One newcomer to Arts Walk is Primeval Ink Tattoo near Fifth Avenue and Washington Street. Co-owners Suzanne Shepherd and Andi Lineweaver moved downtown last fall specifically to be closer to fellow artists. Their original drawings and acrylic paintings adorn the walls of the shop.

“Downtown Olympia has the most wonderful energy,” Shepherd said Friday as Arts Walk got underway. “I was excited to get involved.”

Aside from live music on nearly every block, a handful of street performers added to the festive ambiance.

Armed with a steady stream of jokes, Jules McEvoy of One Fine Fool entertained a rapt audience by cartwheeling with a spinning ball on his finger and even juggling a toddler named Hawk. For the latter, he shifted the kid from arm to arm while tossing a pair of chainmail balls, then rewarded his little volunteer with a $5 bill.

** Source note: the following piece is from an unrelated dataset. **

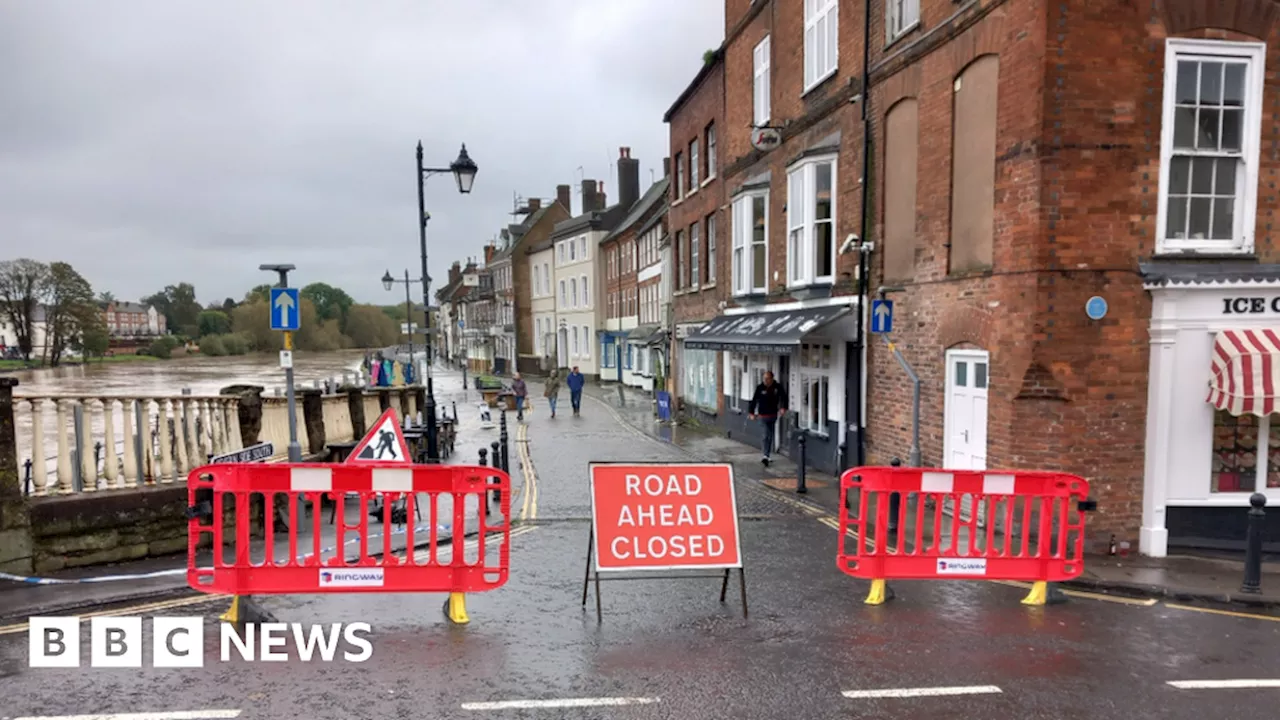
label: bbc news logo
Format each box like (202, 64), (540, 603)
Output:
(29, 617), (373, 667)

In the grand finale, McEvoy juggled three flaming torches as he balanced a flaming 5-foot rusty scythe on his chin.

“As a general rule, if you can’t do it,” he told the crowd, “you should be applauding.”

Some art exhibits were charity-minded, such as a silent auction for an array of painted umbrellas at Splash Gallery, with proceeds benefitting Nova School in Olympia. Others touched on serious topics, including a presentation by Roots and Leaves of Solidarity: Interactive Theatre of the Oppressed. The skit involved four women who posed in a series of vignettes that illustrated the oppressive conditions created by a patriarchical society.

Festivities Saturday (April 25) include the legendary Procession of the Species, a lovably weird parade that attracts thousands of participants wearing homemade costumes that pay homage to the natural world.